The govt stopped printing stimulus checks...well, they still do in other forms, but they are no longer sending out trillions in free money for people who make up to 150k per year. I think the threshold on the child tax care credit was something ridiculous like over 400k per year. A lot of that money was spent so it went right into earnings.
Just like in 2009, these kind of posts will look rather silly down the road. Go back to 2016 the posters here certainly called them overvalued IT stocks. Numerous interest rate hikes started very late 2015 and took rates from 0% to I think 2.5%.
When you have PG with a P/E of 30 and NKE with a P/E of 38, and that's with earnings artificially pumped up with short-term stimulus, you're looking at more than just a tech bubble.
No they are not by any standard measure. Shiller P/E is a joke people posted that shit back in 2009/2010 as well.
> A joke Shiller PE would have predicted the dotcom bubble if it had existed back then, not only that, but also the great depression.
Come on now Shiller's theories got destroyed after 2009. Do I need to fish out the posts on here ? I wonder how many traders like you got totally destroyed by this nonsense from 2009-2019. Even if you held onto your money the long opportunities missed were massive. Seriously, I addressed some of this back then and given time almost everything I said played out. So we get the "this time is different" crowd now and the same overly confident promises of blood in the street.

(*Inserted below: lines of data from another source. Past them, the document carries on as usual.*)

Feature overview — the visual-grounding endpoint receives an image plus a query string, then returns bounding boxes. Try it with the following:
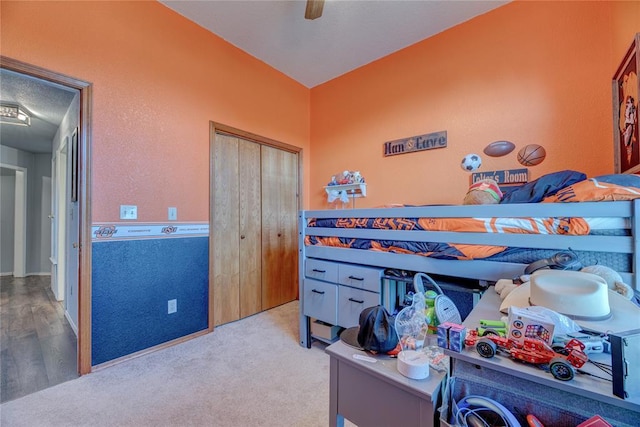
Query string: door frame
[0,56,93,375]
[208,121,304,332]
[0,163,29,277]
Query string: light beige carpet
[0,301,350,427]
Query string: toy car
[551,332,611,354]
[465,331,589,381]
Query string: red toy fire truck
[465,331,589,381]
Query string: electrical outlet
[167,299,178,314]
[120,205,138,219]
[168,208,178,221]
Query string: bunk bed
[299,173,640,346]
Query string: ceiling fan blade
[304,0,324,19]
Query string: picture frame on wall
[612,33,640,173]
[71,128,78,202]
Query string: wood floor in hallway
[0,276,78,402]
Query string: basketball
[518,144,547,166]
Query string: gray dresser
[300,258,383,347]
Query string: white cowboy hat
[500,270,640,333]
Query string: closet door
[239,139,262,318]
[262,145,298,310]
[210,134,240,325]
[212,134,262,325]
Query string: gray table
[445,288,640,427]
[326,341,444,427]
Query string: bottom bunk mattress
[305,217,633,272]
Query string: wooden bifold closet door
[210,133,298,325]
[262,146,298,310]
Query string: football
[483,141,516,157]
[518,144,547,166]
[460,154,482,172]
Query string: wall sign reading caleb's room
[382,130,447,157]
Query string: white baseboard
[64,310,78,337]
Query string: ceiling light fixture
[0,103,31,126]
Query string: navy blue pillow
[500,170,587,203]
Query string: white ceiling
[0,0,508,153]
[0,68,78,153]
[160,0,508,88]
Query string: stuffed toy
[462,179,502,205]
[580,265,633,300]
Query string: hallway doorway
[0,57,92,386]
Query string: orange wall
[308,2,640,209]
[0,0,309,222]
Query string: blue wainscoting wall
[91,237,209,365]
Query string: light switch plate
[120,205,138,219]
[168,208,178,221]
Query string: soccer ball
[460,154,482,172]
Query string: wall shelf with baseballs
[324,182,367,208]
[324,182,367,197]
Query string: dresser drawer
[338,264,382,292]
[304,258,339,283]
[338,286,380,328]
[302,279,338,325]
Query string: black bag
[358,305,398,353]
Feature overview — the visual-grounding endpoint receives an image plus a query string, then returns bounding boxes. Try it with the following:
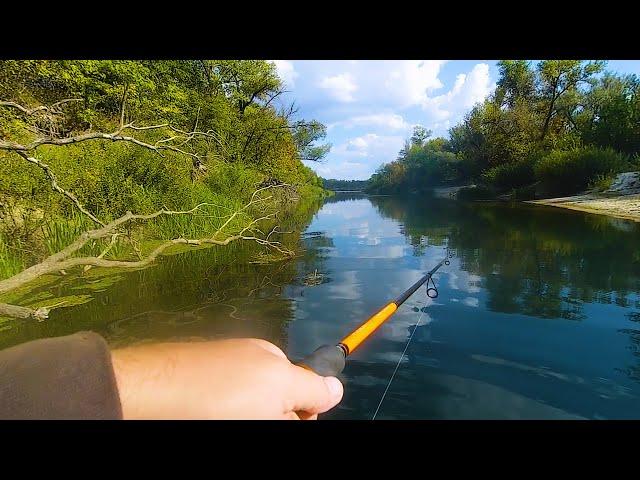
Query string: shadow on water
[0,193,640,419]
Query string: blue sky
[274,60,640,179]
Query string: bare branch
[0,186,291,300]
[17,151,104,226]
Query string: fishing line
[371,307,424,420]
[371,246,453,420]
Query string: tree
[495,60,536,108]
[293,120,331,162]
[410,125,431,147]
[538,60,605,142]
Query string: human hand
[112,339,343,420]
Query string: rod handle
[296,345,345,377]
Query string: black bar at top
[393,257,447,307]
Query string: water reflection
[289,193,640,418]
[0,194,640,419]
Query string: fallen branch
[0,186,293,320]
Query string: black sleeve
[0,332,122,420]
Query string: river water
[0,194,640,419]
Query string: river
[0,194,640,419]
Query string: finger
[285,365,343,415]
[247,338,287,358]
[297,412,318,420]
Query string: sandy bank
[527,194,640,222]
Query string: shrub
[482,160,535,190]
[589,173,615,192]
[534,148,629,195]
[456,185,496,200]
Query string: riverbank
[526,193,640,222]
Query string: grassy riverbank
[527,194,640,222]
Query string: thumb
[285,365,344,414]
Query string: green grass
[589,173,616,192]
[534,148,629,195]
[0,234,25,279]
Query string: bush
[456,185,496,200]
[589,173,615,192]
[482,160,535,190]
[534,148,629,195]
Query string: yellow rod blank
[340,302,398,353]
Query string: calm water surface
[0,195,640,419]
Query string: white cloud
[327,113,411,130]
[422,63,495,123]
[272,60,300,87]
[384,60,446,107]
[318,73,358,103]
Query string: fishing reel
[427,247,453,299]
[427,276,446,298]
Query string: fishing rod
[297,252,451,376]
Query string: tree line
[0,60,330,318]
[367,60,640,198]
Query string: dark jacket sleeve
[0,332,122,420]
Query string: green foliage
[366,133,462,194]
[322,178,368,191]
[589,173,615,192]
[534,147,629,195]
[482,159,534,190]
[457,185,496,200]
[368,60,640,197]
[0,60,330,271]
[0,235,24,280]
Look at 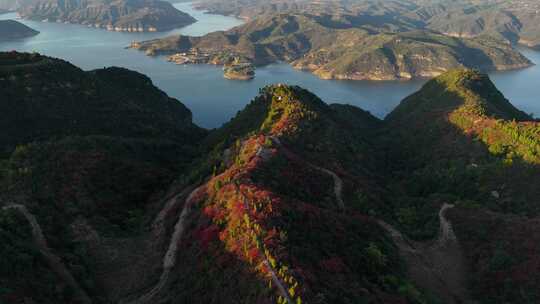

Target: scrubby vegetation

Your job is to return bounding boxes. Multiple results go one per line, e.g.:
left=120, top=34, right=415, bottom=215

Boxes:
left=136, top=13, right=531, bottom=80
left=0, top=53, right=540, bottom=304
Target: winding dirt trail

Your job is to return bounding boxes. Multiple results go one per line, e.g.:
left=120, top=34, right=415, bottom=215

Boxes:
left=270, top=136, right=345, bottom=212
left=2, top=205, right=92, bottom=304
left=378, top=204, right=469, bottom=304
left=270, top=137, right=469, bottom=304
left=130, top=186, right=202, bottom=304
left=236, top=183, right=294, bottom=304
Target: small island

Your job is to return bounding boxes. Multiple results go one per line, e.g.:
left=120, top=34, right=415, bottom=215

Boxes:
left=130, top=14, right=532, bottom=81
left=223, top=61, right=255, bottom=80
left=0, top=20, right=39, bottom=41
left=18, top=0, right=197, bottom=32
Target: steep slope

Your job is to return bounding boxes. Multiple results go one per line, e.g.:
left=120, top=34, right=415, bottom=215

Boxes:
left=382, top=70, right=540, bottom=303
left=132, top=13, right=531, bottom=80
left=0, top=53, right=540, bottom=304
left=0, top=52, right=202, bottom=152
left=0, top=52, right=206, bottom=303
left=0, top=20, right=39, bottom=41
left=193, top=0, right=540, bottom=48
left=18, top=0, right=196, bottom=32
left=139, top=85, right=430, bottom=303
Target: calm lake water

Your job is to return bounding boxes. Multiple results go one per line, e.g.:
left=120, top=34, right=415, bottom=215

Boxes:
left=0, top=3, right=540, bottom=128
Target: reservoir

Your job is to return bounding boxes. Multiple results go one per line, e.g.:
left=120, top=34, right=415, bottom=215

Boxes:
left=0, top=3, right=540, bottom=128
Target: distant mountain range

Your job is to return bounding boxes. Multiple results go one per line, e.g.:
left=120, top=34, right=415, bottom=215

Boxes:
left=0, top=20, right=39, bottom=41
left=18, top=0, right=196, bottom=32
left=0, top=52, right=540, bottom=304
left=196, top=0, right=540, bottom=48
left=133, top=14, right=531, bottom=80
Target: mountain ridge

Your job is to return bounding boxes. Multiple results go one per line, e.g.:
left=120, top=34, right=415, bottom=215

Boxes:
left=18, top=0, right=196, bottom=32
left=0, top=53, right=540, bottom=304
left=131, top=14, right=532, bottom=80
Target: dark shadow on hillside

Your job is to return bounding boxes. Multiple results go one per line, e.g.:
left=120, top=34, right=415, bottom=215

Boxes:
left=385, top=70, right=540, bottom=303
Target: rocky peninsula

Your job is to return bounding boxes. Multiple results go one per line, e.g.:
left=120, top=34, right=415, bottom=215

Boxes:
left=0, top=20, right=39, bottom=41
left=131, top=14, right=532, bottom=80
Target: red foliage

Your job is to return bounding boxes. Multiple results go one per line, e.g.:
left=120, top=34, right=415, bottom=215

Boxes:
left=197, top=225, right=219, bottom=249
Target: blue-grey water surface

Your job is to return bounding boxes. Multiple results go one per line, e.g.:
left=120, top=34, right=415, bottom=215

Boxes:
left=0, top=3, right=540, bottom=128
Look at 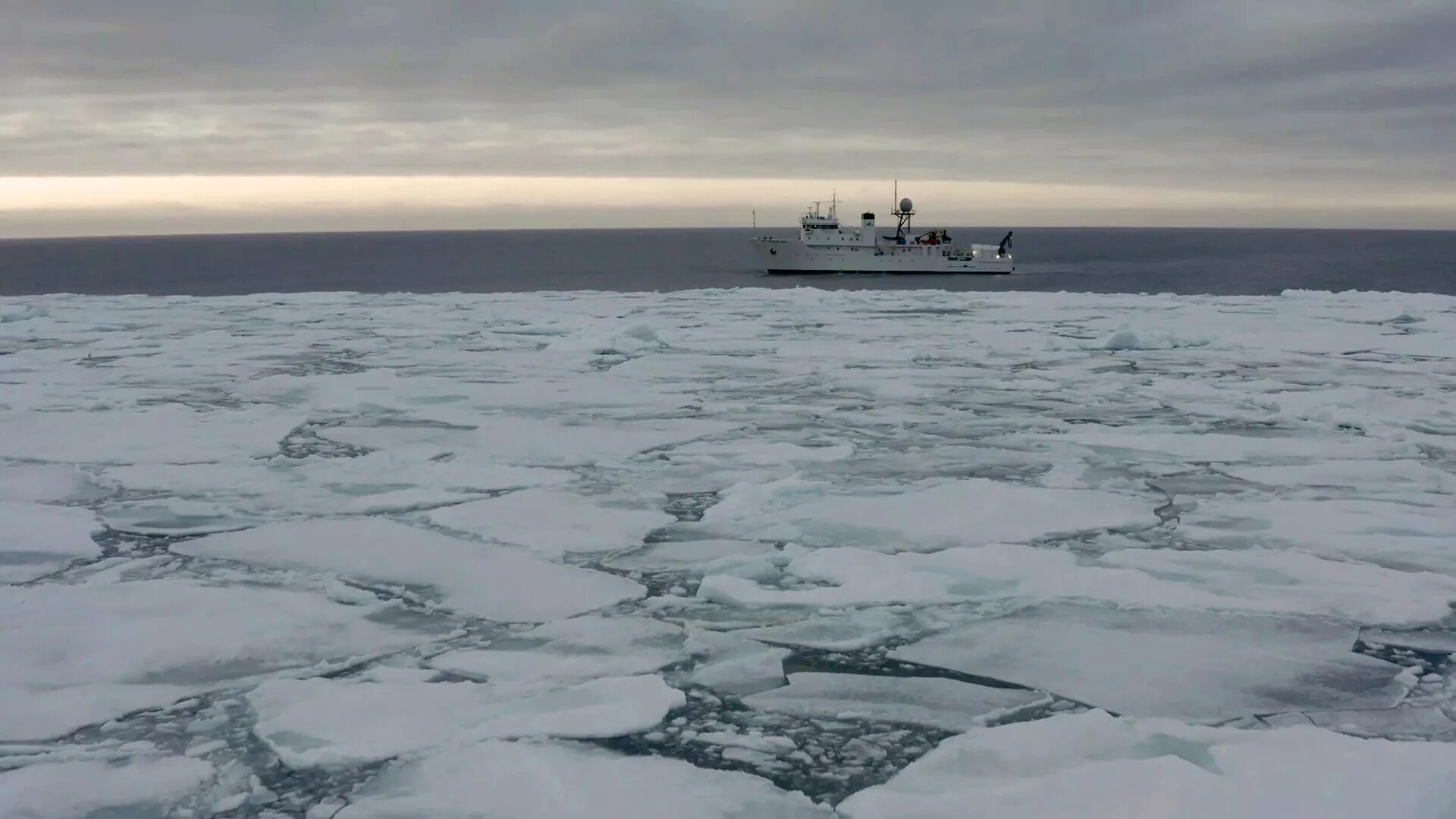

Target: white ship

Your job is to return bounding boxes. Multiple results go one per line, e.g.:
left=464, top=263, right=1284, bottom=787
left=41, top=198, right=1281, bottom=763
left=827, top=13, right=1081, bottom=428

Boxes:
left=750, top=190, right=1016, bottom=274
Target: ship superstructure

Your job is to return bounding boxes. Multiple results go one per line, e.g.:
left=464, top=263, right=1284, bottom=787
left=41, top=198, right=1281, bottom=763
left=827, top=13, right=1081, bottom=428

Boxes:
left=752, top=190, right=1016, bottom=274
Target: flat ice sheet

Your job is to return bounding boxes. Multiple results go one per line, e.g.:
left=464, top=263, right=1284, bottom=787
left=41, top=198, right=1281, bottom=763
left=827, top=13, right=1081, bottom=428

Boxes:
left=891, top=605, right=1404, bottom=721
left=0, top=500, right=105, bottom=583
left=839, top=711, right=1456, bottom=819
left=247, top=675, right=684, bottom=768
left=0, top=580, right=425, bottom=739
left=318, top=411, right=733, bottom=466
left=742, top=672, right=1050, bottom=732
left=0, top=463, right=105, bottom=501
left=698, top=545, right=1456, bottom=620
left=1178, top=495, right=1456, bottom=576
left=8, top=287, right=1456, bottom=804
left=429, top=490, right=677, bottom=557
left=0, top=403, right=303, bottom=463
left=0, top=756, right=212, bottom=819
left=337, top=742, right=833, bottom=819
left=429, top=617, right=687, bottom=685
left=703, top=478, right=1157, bottom=551
left=172, top=517, right=645, bottom=623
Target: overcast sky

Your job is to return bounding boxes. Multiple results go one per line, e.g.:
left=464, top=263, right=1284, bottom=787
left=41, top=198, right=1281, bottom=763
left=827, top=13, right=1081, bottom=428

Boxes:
left=0, top=0, right=1456, bottom=234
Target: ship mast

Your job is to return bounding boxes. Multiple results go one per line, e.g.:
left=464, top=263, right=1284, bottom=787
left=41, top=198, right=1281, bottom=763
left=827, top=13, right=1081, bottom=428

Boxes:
left=890, top=179, right=915, bottom=239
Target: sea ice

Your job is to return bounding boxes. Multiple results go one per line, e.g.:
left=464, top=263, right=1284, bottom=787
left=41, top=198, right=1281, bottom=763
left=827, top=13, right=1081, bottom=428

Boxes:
left=172, top=517, right=645, bottom=623
left=0, top=756, right=214, bottom=819
left=1178, top=495, right=1456, bottom=576
left=429, top=615, right=687, bottom=685
left=247, top=675, right=684, bottom=768
left=703, top=478, right=1157, bottom=551
left=734, top=607, right=908, bottom=651
left=1097, top=548, right=1456, bottom=625
left=337, top=740, right=834, bottom=819
left=0, top=579, right=424, bottom=739
left=603, top=541, right=776, bottom=574
left=698, top=544, right=1456, bottom=620
left=0, top=403, right=303, bottom=463
left=0, top=463, right=105, bottom=501
left=318, top=413, right=736, bottom=466
left=0, top=500, right=105, bottom=583
left=742, top=672, right=1051, bottom=732
left=890, top=605, right=1402, bottom=721
left=682, top=629, right=789, bottom=695
left=839, top=711, right=1456, bottom=819
left=429, top=490, right=677, bottom=557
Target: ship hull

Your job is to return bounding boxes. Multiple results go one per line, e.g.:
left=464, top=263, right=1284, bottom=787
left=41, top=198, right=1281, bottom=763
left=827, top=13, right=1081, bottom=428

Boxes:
left=752, top=239, right=1016, bottom=275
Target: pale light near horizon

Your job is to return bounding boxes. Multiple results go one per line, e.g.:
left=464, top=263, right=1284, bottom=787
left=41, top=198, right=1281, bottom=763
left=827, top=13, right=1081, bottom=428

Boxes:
left=0, top=175, right=1456, bottom=237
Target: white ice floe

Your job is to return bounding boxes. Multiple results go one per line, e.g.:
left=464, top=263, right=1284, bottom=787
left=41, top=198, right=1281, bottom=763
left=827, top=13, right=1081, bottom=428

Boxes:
left=1178, top=495, right=1456, bottom=576
left=429, top=617, right=687, bottom=685
left=0, top=756, right=214, bottom=819
left=337, top=740, right=834, bottom=819
left=734, top=607, right=908, bottom=651
left=891, top=605, right=1404, bottom=721
left=0, top=500, right=105, bottom=583
left=0, top=463, right=106, bottom=501
left=0, top=580, right=424, bottom=739
left=839, top=711, right=1456, bottom=819
left=429, top=490, right=677, bottom=557
left=703, top=478, right=1157, bottom=551
left=0, top=288, right=1456, bottom=804
left=603, top=541, right=774, bottom=574
left=318, top=413, right=734, bottom=466
left=698, top=544, right=1456, bottom=620
left=247, top=675, right=684, bottom=768
left=742, top=672, right=1051, bottom=730
left=172, top=517, right=644, bottom=623
left=682, top=629, right=789, bottom=695
left=0, top=403, right=304, bottom=463
left=1225, top=460, right=1456, bottom=489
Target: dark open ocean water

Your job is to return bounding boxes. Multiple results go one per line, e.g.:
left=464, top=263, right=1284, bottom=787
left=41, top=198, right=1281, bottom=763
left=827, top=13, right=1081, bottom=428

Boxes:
left=0, top=228, right=1456, bottom=296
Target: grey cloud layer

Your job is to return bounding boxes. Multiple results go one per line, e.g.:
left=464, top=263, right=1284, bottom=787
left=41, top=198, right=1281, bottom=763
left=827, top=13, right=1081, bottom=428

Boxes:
left=0, top=0, right=1456, bottom=196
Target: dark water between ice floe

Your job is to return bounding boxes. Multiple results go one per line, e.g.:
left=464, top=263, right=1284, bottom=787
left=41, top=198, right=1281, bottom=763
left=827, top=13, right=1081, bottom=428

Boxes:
left=0, top=226, right=1456, bottom=296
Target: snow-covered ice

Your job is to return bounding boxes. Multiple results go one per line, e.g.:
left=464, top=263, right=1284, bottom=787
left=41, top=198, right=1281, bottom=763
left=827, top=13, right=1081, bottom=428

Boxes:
left=0, top=288, right=1456, bottom=804
left=429, top=490, right=676, bottom=557
left=247, top=675, right=684, bottom=768
left=0, top=500, right=105, bottom=583
left=840, top=711, right=1456, bottom=819
left=742, top=672, right=1048, bottom=730
left=891, top=605, right=1401, bottom=721
left=172, top=517, right=644, bottom=621
left=0, top=756, right=212, bottom=819
left=337, top=742, right=833, bottom=819
left=0, top=579, right=425, bottom=739
left=703, top=478, right=1157, bottom=551
left=429, top=617, right=686, bottom=685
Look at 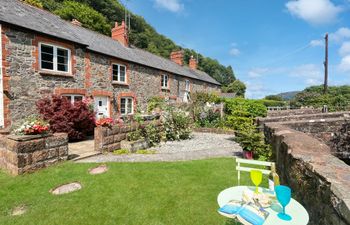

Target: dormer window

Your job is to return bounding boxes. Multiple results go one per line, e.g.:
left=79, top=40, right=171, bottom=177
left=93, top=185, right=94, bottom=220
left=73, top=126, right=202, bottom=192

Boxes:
left=39, top=43, right=71, bottom=73
left=112, top=64, right=126, bottom=84
left=162, top=74, right=169, bottom=89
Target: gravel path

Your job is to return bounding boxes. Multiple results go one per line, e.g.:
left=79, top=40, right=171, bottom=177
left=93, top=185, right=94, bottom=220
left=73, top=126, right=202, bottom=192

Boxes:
left=77, top=133, right=242, bottom=163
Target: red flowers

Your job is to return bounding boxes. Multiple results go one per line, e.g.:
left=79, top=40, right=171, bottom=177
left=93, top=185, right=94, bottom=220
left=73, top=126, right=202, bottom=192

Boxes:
left=96, top=118, right=124, bottom=127
left=24, top=124, right=49, bottom=135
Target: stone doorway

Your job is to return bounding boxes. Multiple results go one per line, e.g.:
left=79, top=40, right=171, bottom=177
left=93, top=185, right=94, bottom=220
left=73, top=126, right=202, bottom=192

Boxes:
left=68, top=136, right=101, bottom=161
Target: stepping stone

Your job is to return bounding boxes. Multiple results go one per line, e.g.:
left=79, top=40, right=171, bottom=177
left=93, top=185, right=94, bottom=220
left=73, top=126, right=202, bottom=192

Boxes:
left=89, top=164, right=108, bottom=175
left=11, top=205, right=27, bottom=216
left=50, top=182, right=82, bottom=195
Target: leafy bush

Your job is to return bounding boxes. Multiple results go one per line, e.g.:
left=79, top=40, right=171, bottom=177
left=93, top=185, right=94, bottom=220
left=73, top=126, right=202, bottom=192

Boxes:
left=162, top=107, right=192, bottom=141
left=147, top=96, right=166, bottom=112
left=224, top=98, right=267, bottom=118
left=36, top=95, right=95, bottom=141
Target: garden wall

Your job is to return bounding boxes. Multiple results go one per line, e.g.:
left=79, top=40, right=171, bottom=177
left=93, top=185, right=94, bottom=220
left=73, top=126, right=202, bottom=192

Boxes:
left=267, top=108, right=322, bottom=117
left=94, top=120, right=162, bottom=152
left=264, top=123, right=350, bottom=225
left=0, top=133, right=68, bottom=175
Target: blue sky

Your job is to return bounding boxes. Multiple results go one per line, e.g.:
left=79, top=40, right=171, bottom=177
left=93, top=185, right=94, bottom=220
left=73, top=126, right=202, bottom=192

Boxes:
left=124, top=0, right=350, bottom=98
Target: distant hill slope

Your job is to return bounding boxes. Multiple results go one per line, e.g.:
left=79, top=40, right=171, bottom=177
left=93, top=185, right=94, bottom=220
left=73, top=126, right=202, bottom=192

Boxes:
left=28, top=0, right=236, bottom=86
left=277, top=91, right=300, bottom=101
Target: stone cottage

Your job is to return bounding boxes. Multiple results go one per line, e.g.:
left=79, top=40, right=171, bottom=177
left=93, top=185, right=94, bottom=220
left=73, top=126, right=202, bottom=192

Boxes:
left=0, top=0, right=220, bottom=128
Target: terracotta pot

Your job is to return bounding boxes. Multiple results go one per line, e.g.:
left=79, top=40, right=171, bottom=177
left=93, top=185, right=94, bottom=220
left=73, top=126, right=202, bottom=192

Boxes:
left=243, top=151, right=253, bottom=159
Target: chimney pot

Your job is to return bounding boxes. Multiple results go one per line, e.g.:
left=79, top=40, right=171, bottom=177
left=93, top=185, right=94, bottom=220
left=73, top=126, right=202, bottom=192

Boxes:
left=189, top=55, right=198, bottom=70
left=170, top=50, right=184, bottom=66
left=111, top=21, right=129, bottom=46
left=71, top=19, right=81, bottom=27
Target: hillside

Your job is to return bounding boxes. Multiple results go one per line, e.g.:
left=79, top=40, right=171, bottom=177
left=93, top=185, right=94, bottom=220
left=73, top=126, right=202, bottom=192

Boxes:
left=24, top=0, right=236, bottom=86
left=278, top=91, right=300, bottom=101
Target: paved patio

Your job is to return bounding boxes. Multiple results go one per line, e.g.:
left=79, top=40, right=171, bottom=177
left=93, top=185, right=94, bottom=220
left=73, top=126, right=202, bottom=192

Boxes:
left=79, top=133, right=242, bottom=163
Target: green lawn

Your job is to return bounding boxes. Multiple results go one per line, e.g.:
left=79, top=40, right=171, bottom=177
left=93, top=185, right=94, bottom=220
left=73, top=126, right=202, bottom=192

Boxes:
left=0, top=158, right=268, bottom=225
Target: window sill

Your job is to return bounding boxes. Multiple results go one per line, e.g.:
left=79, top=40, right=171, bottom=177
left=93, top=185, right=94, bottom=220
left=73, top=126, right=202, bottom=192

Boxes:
left=39, top=70, right=74, bottom=77
left=112, top=81, right=129, bottom=86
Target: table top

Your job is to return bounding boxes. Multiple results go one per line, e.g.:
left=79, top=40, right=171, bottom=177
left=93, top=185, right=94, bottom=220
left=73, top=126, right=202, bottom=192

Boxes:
left=217, top=186, right=309, bottom=225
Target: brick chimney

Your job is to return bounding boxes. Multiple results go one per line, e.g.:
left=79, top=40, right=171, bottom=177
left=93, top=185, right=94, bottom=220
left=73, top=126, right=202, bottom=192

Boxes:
left=189, top=55, right=198, bottom=70
left=71, top=19, right=81, bottom=27
left=170, top=50, right=184, bottom=66
left=112, top=21, right=129, bottom=46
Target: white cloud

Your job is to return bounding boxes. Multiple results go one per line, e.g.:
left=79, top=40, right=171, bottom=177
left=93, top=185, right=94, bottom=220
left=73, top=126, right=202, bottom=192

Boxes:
left=310, top=40, right=324, bottom=47
left=338, top=55, right=350, bottom=72
left=248, top=67, right=269, bottom=78
left=229, top=48, right=241, bottom=56
left=329, top=27, right=350, bottom=42
left=289, top=64, right=323, bottom=85
left=339, top=41, right=350, bottom=56
left=154, top=0, right=184, bottom=12
left=286, top=0, right=343, bottom=25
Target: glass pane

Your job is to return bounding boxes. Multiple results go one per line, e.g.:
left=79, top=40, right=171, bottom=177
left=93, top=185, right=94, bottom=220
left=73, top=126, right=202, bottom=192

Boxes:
left=74, top=96, right=83, bottom=102
left=41, top=61, right=53, bottom=70
left=128, top=98, right=132, bottom=114
left=41, top=45, right=53, bottom=70
left=112, top=65, right=119, bottom=81
left=57, top=64, right=68, bottom=72
left=57, top=48, right=68, bottom=72
left=120, top=98, right=125, bottom=115
left=119, top=66, right=126, bottom=82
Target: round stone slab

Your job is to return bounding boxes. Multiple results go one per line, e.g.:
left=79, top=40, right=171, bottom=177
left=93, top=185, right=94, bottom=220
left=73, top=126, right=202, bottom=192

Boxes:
left=50, top=182, right=82, bottom=195
left=89, top=165, right=108, bottom=175
left=11, top=205, right=27, bottom=216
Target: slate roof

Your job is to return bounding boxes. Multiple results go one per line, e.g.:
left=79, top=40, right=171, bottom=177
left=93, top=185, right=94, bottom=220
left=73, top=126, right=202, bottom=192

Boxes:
left=0, top=0, right=221, bottom=85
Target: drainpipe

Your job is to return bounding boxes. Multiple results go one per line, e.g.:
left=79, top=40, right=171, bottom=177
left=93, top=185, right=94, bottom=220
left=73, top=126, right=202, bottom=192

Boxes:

CAPE was only at alarming levels in mid-late 2021. Long opportunities in 2020 would still have been abundant. I don't base most of my bearish sentiment on the CAPE, but rather there has been a lot of irrational exuberance in 2020 and 2021, and it seems like it had gone too far. From Rivian, a company valued like GM, but with no sales, or maybe Peloton, A LITERAL TREADMILL COMPANY valued at $47 billion at its peak. When you see these things, you start to doubt the rationality of the market. I haven't heard of any speculative growth rallies that haven't ended with a crash, correction, or decline.